What I’ve found works the best is to wrap it in a bunch of try catch rescue blocks, give the FLAME pool a long boot_timeout, and give the FLAME pool a standard normal timeout.
However, when FLAME times out the process, I get this message:
** (EXIT from #PID<0.1418.0>) shell process exited with reason: killed
And no response back to my parent caller of the process.
The only way I know how to resolve this is to wrap it in my own Task
and give it a timeout and handle that, but this does not give me the ability to give it extra time for a boot timeout.

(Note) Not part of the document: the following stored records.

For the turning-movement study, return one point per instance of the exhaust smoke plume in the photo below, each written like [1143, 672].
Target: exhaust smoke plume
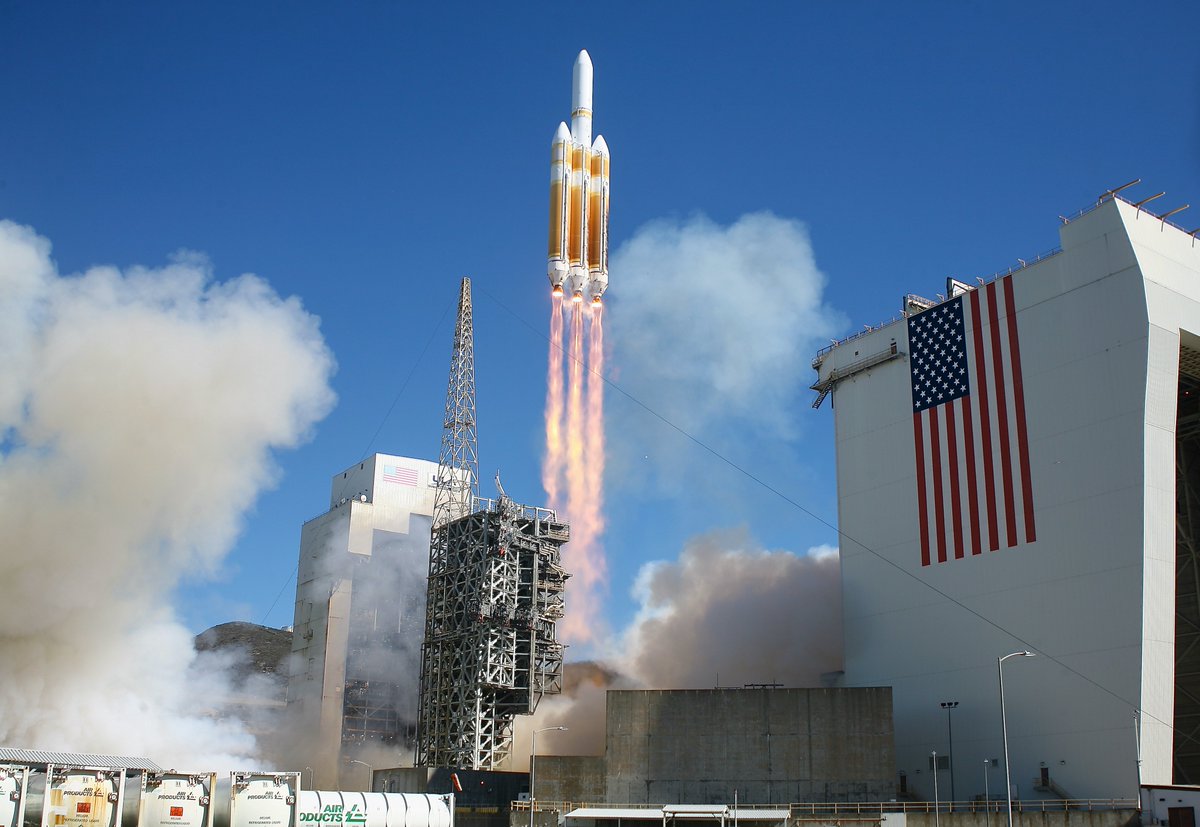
[137, 419]
[714, 331]
[726, 612]
[575, 459]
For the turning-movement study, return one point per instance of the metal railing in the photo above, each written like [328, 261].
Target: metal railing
[865, 810]
[1023, 263]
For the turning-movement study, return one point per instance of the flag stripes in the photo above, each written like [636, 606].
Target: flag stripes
[970, 435]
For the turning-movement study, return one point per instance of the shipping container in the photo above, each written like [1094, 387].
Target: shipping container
[13, 783]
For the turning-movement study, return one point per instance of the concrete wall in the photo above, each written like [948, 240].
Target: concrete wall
[359, 610]
[573, 778]
[1098, 328]
[1020, 819]
[771, 745]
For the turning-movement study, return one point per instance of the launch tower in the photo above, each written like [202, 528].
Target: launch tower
[495, 595]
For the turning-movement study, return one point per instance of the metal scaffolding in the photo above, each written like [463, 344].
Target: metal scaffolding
[495, 595]
[490, 653]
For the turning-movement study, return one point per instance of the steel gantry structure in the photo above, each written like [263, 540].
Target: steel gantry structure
[495, 597]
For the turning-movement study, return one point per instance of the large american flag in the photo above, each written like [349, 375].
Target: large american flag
[972, 451]
[399, 474]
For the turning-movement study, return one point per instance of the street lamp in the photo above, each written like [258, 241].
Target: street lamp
[370, 769]
[987, 796]
[533, 766]
[1003, 727]
[936, 805]
[949, 727]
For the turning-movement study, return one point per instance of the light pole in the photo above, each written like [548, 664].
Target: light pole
[987, 796]
[936, 805]
[1003, 727]
[370, 769]
[533, 766]
[949, 729]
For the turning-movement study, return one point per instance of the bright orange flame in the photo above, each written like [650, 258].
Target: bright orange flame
[553, 460]
[575, 459]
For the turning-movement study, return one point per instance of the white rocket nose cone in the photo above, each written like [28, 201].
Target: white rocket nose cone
[581, 96]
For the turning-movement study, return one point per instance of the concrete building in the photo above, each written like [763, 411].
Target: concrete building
[1039, 499]
[359, 618]
[709, 745]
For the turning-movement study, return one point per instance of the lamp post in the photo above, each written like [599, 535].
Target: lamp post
[1003, 727]
[987, 796]
[949, 729]
[936, 805]
[370, 769]
[533, 759]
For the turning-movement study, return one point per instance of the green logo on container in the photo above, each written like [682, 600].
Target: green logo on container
[336, 814]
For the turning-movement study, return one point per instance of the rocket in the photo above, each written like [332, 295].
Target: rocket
[577, 262]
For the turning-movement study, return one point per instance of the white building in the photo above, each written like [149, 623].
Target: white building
[359, 619]
[1035, 511]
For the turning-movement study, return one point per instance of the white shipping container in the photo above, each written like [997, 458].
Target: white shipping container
[175, 799]
[375, 809]
[83, 797]
[13, 781]
[263, 799]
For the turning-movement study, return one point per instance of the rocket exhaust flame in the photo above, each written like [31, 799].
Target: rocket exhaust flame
[552, 462]
[575, 459]
[577, 264]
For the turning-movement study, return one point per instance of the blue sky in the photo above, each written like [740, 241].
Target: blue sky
[365, 156]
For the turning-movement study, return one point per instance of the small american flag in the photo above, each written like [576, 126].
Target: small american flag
[400, 475]
[972, 454]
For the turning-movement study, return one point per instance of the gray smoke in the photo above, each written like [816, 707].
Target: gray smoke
[137, 420]
[729, 612]
[726, 612]
[713, 328]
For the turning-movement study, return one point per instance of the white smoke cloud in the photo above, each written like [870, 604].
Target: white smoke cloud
[713, 327]
[137, 420]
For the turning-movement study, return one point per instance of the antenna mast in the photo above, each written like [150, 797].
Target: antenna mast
[459, 461]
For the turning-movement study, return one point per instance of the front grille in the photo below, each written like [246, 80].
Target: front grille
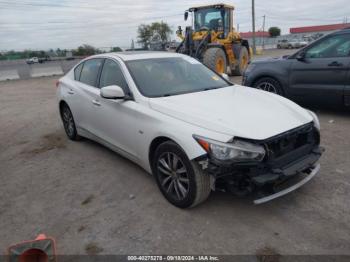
[304, 137]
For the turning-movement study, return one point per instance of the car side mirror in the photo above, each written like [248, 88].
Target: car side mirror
[301, 56]
[225, 76]
[112, 92]
[186, 16]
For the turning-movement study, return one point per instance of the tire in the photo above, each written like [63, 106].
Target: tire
[183, 185]
[242, 63]
[269, 84]
[68, 123]
[215, 59]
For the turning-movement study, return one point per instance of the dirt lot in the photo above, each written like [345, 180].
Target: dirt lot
[94, 201]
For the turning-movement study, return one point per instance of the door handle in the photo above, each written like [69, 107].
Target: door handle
[96, 102]
[335, 63]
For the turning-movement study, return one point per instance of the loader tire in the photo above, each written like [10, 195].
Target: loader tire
[215, 59]
[242, 63]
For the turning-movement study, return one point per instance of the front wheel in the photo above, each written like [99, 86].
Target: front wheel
[68, 123]
[180, 180]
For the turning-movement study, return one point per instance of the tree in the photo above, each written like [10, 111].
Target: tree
[85, 50]
[145, 32]
[275, 31]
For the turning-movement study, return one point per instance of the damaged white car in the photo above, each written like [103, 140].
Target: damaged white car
[189, 127]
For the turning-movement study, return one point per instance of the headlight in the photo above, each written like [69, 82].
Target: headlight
[236, 151]
[315, 119]
[250, 68]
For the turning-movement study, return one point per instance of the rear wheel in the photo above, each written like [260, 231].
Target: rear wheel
[269, 84]
[215, 59]
[181, 181]
[243, 61]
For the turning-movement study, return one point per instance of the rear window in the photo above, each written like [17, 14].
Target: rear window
[77, 71]
[90, 71]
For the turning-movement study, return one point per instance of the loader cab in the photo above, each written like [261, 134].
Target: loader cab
[216, 18]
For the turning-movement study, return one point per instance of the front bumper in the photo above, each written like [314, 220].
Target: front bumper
[312, 174]
[265, 180]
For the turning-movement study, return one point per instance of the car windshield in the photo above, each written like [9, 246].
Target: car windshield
[169, 76]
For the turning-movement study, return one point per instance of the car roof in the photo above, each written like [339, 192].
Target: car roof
[345, 30]
[138, 55]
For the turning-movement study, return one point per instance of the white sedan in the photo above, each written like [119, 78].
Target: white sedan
[188, 126]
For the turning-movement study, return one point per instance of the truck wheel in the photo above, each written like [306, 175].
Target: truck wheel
[242, 63]
[180, 180]
[215, 59]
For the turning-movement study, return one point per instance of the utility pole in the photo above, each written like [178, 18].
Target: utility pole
[264, 17]
[253, 19]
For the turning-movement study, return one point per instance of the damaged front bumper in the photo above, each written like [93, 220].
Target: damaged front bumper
[313, 172]
[265, 181]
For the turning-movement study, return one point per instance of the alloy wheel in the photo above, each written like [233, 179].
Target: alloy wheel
[173, 175]
[68, 121]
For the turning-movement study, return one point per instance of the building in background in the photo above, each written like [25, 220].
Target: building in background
[306, 33]
[314, 32]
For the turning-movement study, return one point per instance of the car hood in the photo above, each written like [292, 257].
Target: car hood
[235, 111]
[269, 59]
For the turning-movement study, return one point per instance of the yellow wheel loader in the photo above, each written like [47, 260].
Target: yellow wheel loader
[213, 40]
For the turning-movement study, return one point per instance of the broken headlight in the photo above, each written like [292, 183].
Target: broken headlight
[236, 151]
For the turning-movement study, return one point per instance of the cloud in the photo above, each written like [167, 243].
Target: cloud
[43, 24]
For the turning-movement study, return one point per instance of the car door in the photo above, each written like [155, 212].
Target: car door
[319, 75]
[115, 120]
[85, 91]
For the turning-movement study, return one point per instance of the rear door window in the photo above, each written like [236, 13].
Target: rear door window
[90, 71]
[333, 46]
[112, 75]
[77, 71]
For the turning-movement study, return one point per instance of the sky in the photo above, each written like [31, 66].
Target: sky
[44, 24]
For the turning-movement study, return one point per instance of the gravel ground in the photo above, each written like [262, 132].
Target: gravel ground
[94, 201]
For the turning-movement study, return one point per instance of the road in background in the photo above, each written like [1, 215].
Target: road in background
[25, 71]
[94, 201]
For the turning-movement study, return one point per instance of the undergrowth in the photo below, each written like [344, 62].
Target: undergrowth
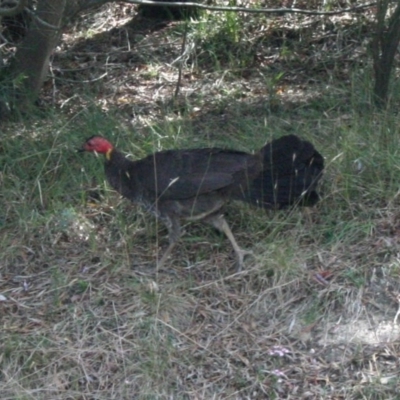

This is all the control and error logic I have wrapped around a single call, where really all I care about is reliably returning an {:ok, val}
or {:error, reason}
tuple:
@timeout :timer.seconds(60)
def timeout(), do: @timeout
# returns {:ok, {spans, words}} or {:error, reason}
def spanwords(text, language) do
lang = Lang.find(language)
pool = to_pool(lang["stanza"])
FLAME.call(pool, fn ->
try do
Producer.spanwords(text, lang["xxx"])
catch
:exit, reason -> {:error, {:exit, reason, :runner}}
end
end)
catch
:exit, reason -> {:error, {:exit, reason, :caller}}
end
def spanwords(text, language, retries) do
res = spanwords_async(text, language)
base_case = is_nil(retries) || retries < 1
if spanwords_success?(res) || base_case do
res
else
spanwords(text, language, retries - 1)
end
end
def spanwords_async(text, language) do
task =
Task.Supervisor.async_nolink(Gambit.TaskSupervisor, fn ->
spanwords(text, language)
end)
Task.await(task, @timeout)
rescue
error -> {:error, error}
catch
:exit, {:timeout, _} -> {:error, :timeout}
:exit, reason -> {:error, {:exit, reason, :task}}
end
I guess I’m really asking two questions:
-
Is there a more sophisticated way to capture a timeout from a process? I want FLAME to handle the timeout to properly account for boot times, but still be able to capture that as an
{:error, :timeout}
tuple -
Error handling is still very murky for me in Elixir. Is there a more straightforward way to just so “no matter what return either an {:ok, val} or {:error, reason} tuple” (or a list thereof) instead of various different catches and rescues and Task wrapping etc?